Azione di responsabilità e onere della prova
Con riferimento alla responsabilità ex art. 2476 c.c., l’inadempimento, da parte degli amministratori di società di capitali, degli obblighi imposti dalla legge o dall’atto costitutivo, non può essere desunto da una scelta di gestione (in quanto frutto di una decisione di natura imprenditoriale, ontologicamente connotata da rischio – art. 41, 1° comma, Cost.), ma dal modo in cui la stessa è stata compiuta. In questi casi infatti è solo l’omissione, da parte dell’amministratore, di quelle cautele, di quelle verifiche ovvero dell’assunzione delle necessarie informazioni preliminari al compimento dell’atto gestorio, normalmente richieste per una scelta del tipo di quella adottata, che può configurare violazione dell’obbligazione di fonte legale in discorso, così come è fonte di responsabilità la colpevole mancata adozione di quei provvedimenti, che per legge o per atti interni avrebbero dovuto essere prontamente assunti a tutela della società.

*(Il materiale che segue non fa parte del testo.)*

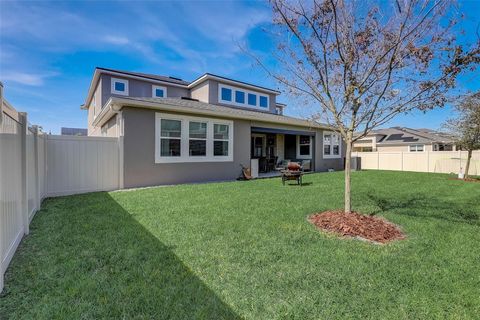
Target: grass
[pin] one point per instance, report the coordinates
(245, 250)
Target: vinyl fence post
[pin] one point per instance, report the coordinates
(37, 168)
(23, 165)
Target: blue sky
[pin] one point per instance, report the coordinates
(48, 50)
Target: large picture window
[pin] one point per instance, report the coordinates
(332, 147)
(304, 147)
(170, 138)
(192, 139)
(220, 139)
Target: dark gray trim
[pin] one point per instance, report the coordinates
(284, 131)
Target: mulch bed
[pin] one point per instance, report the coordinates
(357, 225)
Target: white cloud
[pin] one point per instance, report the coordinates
(29, 79)
(116, 40)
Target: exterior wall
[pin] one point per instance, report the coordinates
(138, 88)
(322, 164)
(94, 109)
(139, 155)
(111, 128)
(213, 96)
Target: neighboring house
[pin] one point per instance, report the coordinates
(174, 131)
(73, 131)
(406, 140)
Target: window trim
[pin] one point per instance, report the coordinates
(304, 157)
(124, 81)
(331, 155)
(246, 92)
(154, 91)
(416, 147)
(185, 137)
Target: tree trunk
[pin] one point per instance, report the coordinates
(348, 170)
(467, 166)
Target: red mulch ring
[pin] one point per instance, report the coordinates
(357, 225)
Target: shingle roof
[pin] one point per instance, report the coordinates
(150, 76)
(217, 110)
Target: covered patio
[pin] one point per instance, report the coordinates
(272, 148)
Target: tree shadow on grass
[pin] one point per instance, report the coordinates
(86, 257)
(420, 205)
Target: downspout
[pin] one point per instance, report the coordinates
(120, 133)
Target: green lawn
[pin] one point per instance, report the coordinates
(245, 250)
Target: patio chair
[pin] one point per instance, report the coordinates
(282, 165)
(306, 165)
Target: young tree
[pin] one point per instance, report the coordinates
(466, 126)
(361, 63)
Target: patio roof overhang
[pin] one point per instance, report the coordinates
(282, 131)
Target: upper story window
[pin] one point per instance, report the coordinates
(159, 92)
(331, 145)
(416, 148)
(192, 139)
(242, 97)
(120, 86)
(226, 94)
(264, 101)
(252, 99)
(239, 97)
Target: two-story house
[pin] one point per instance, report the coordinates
(175, 131)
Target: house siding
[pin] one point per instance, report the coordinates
(141, 170)
(95, 110)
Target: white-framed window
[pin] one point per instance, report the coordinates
(416, 148)
(103, 130)
(159, 92)
(304, 147)
(120, 86)
(197, 143)
(192, 139)
(332, 146)
(242, 97)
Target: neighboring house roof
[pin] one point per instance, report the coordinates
(176, 105)
(404, 135)
(73, 131)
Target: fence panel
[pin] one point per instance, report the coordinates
(428, 161)
(81, 164)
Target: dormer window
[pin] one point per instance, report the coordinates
(226, 94)
(239, 97)
(120, 86)
(159, 92)
(252, 99)
(242, 97)
(264, 101)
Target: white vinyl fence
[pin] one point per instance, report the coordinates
(34, 166)
(427, 161)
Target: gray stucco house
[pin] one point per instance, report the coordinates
(174, 131)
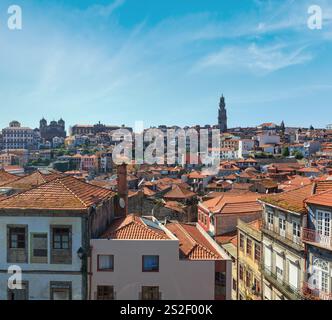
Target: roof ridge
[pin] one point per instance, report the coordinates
(207, 250)
(194, 242)
(138, 224)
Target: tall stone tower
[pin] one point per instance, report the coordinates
(222, 118)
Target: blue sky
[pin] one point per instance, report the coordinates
(166, 62)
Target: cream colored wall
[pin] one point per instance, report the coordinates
(177, 279)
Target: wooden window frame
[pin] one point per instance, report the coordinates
(150, 270)
(98, 265)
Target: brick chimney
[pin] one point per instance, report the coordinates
(122, 190)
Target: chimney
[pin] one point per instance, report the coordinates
(122, 190)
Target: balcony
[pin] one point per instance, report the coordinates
(154, 296)
(283, 286)
(315, 294)
(286, 238)
(312, 236)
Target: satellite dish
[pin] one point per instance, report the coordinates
(122, 203)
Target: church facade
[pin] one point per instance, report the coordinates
(52, 130)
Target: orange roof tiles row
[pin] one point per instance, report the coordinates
(61, 193)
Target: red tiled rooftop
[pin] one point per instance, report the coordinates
(292, 200)
(193, 245)
(132, 227)
(179, 192)
(229, 204)
(322, 199)
(65, 193)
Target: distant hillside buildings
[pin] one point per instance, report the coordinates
(54, 129)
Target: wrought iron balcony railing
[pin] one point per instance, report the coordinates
(313, 236)
(284, 286)
(314, 293)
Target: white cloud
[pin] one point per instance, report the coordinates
(105, 10)
(254, 58)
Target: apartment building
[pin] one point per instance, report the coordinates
(230, 246)
(17, 137)
(284, 260)
(318, 239)
(45, 231)
(249, 249)
(138, 258)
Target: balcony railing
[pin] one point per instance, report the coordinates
(287, 237)
(150, 296)
(315, 294)
(284, 286)
(313, 236)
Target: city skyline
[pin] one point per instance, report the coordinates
(119, 62)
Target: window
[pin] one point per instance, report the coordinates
(257, 286)
(249, 247)
(220, 283)
(61, 244)
(324, 223)
(257, 252)
(150, 263)
(105, 262)
(61, 238)
(19, 294)
(241, 273)
(241, 241)
(105, 293)
(234, 285)
(296, 232)
(270, 220)
(17, 238)
(150, 293)
(248, 279)
(60, 290)
(282, 227)
(38, 248)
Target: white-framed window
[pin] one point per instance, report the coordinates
(282, 227)
(296, 232)
(320, 276)
(270, 220)
(323, 224)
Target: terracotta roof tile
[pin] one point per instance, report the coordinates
(292, 200)
(62, 193)
(323, 199)
(6, 177)
(228, 204)
(179, 192)
(133, 228)
(193, 245)
(30, 181)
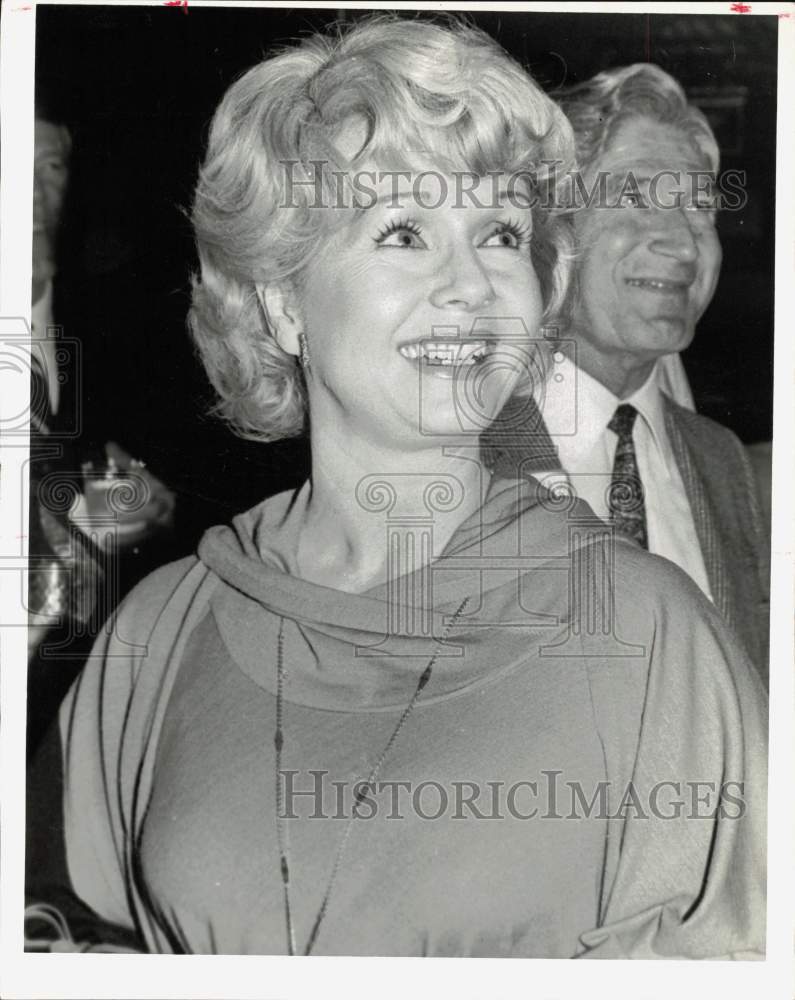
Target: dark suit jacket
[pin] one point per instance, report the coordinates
(721, 488)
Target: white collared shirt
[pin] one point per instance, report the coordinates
(577, 409)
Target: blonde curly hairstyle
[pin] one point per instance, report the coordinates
(448, 89)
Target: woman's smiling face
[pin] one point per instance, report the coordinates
(418, 310)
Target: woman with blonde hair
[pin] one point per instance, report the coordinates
(413, 707)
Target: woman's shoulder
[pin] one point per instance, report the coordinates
(165, 595)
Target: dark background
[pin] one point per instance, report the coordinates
(137, 88)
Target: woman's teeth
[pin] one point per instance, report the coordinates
(446, 353)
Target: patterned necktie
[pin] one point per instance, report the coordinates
(625, 498)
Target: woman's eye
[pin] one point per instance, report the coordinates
(404, 235)
(510, 235)
(631, 199)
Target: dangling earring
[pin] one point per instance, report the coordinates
(304, 355)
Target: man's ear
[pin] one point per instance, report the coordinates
(283, 315)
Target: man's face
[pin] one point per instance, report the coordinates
(647, 273)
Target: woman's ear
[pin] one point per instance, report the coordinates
(283, 315)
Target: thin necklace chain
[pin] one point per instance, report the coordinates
(363, 789)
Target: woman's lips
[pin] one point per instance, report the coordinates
(443, 357)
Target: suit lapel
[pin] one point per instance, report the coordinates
(705, 520)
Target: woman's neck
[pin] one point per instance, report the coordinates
(359, 496)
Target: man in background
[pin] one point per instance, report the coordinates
(648, 262)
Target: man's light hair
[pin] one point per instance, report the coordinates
(598, 107)
(448, 92)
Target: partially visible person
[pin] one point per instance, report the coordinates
(80, 516)
(649, 256)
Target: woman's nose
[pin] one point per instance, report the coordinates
(673, 235)
(462, 282)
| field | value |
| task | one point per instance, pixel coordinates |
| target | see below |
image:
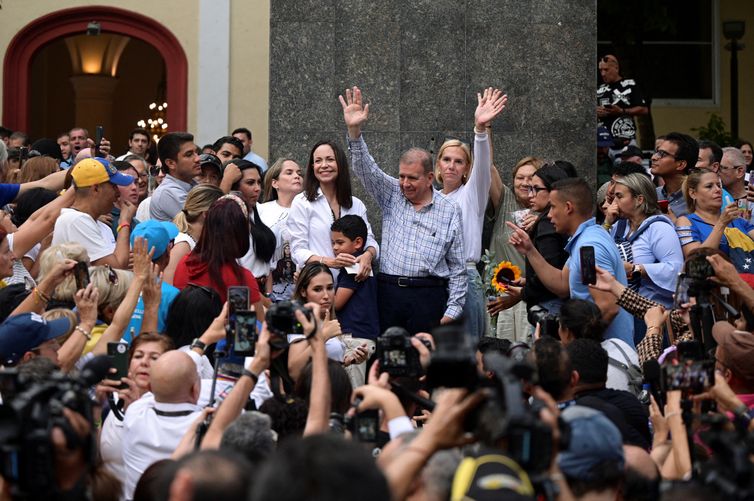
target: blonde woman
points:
(190, 222)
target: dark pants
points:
(417, 309)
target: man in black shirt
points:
(618, 100)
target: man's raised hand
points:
(354, 113)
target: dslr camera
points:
(396, 354)
(281, 321)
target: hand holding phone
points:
(588, 265)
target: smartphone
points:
(588, 263)
(238, 297)
(366, 425)
(81, 274)
(245, 334)
(118, 355)
(98, 135)
(681, 295)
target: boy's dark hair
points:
(228, 139)
(325, 466)
(351, 226)
(141, 131)
(688, 149)
(589, 359)
(170, 145)
(241, 130)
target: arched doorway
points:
(45, 30)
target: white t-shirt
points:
(20, 273)
(78, 227)
(616, 378)
(185, 237)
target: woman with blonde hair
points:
(468, 184)
(190, 221)
(282, 182)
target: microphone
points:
(95, 370)
(653, 376)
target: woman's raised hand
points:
(354, 113)
(491, 104)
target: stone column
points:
(421, 63)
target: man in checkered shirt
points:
(423, 273)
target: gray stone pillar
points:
(420, 64)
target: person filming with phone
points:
(571, 209)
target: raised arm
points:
(40, 224)
(490, 105)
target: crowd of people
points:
(187, 322)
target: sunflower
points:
(505, 273)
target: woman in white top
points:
(282, 182)
(327, 197)
(190, 222)
(468, 184)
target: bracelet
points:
(87, 334)
(413, 448)
(44, 298)
(250, 375)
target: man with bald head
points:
(155, 424)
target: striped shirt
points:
(415, 243)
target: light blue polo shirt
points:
(607, 257)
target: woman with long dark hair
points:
(262, 240)
(326, 198)
(214, 261)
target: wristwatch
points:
(197, 343)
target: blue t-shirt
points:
(8, 193)
(169, 293)
(606, 257)
(359, 316)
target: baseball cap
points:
(210, 159)
(631, 151)
(735, 350)
(604, 139)
(158, 234)
(24, 332)
(594, 440)
(491, 475)
(91, 171)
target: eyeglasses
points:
(662, 154)
(112, 275)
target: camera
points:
(29, 412)
(396, 354)
(549, 324)
(281, 321)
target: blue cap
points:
(158, 234)
(604, 139)
(594, 440)
(24, 332)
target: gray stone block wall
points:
(420, 64)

Incombe sugli amministratori l’onere di dimostrare l’inesistenza del danno ovvero la non imputabilità del fatto dannoso, fornendo la prova positiva, con riferimento agli addebiti contestati, dell’osservanza dei doveri e dell’adempimento degli obblighi loro imposti.
Ai fini della risarcibilità del preteso danno, il soggetto agente, oltre ad allegare l’inadempimento dell’amministratore, deve anche allegare e provare, sia pure ricorrendo a presunzioni, l’esistenza di un danno concreto, ovvero il depauperamento del patrimonio sociale di cui chiede il ristoro nell’interesse della società, e la riconducibilità della lesione al fatto dell’amministratore inadempiente, quand’anche cessato dall’incarico: in ciò appunto consiste il danno risarcibile, che è un quid pluris rispetto alla condotta asseritamente inadempiente; in difetto di tale allegazione e prova la domanda risarcitoria mancherebbe di oggetto.
Gli amministratori di società hanno un vero e proprio diritto al compenso. Con riferimento all’entità del compenso, in mancanza di specifica quantificazione da parte dell’assemblea, esso non può che essere determinato facendo ricorso all’equità e rispettando il criterio di proporzionalità all’entità della prestazione in concreto eseguita ed al risultato fatto conseguire alla società e sulla base di elementi e che consentano di valutare la portata dell’attività richiesta ai soggetti che devono gestire la società e di parametri di riferimento utilizzati dalla società in fattispecie analoghe. In tal senso, rilevano: la situazione societaria, la resa economica e l’impegno dell’amministratore, l’attività prestata, la dimensione economica e finanziaria dell’impresa sociale, il volume di affari, la consistenza del fatturato e gli utili conseguiti, i criteri di determinazione del compenso adottati nei precedenti esercizi, il compenso corrente nel mercato per analoghe prestazioni in relazione a società di simili dimensioni.
Alla risoluzione di un contratto ad esecuzione continuata non osta la circostanza che la parte che ista in tal senso abbia già receduto dal contratto, se l’inadempimento contestato è anteriore all’intimato recesso.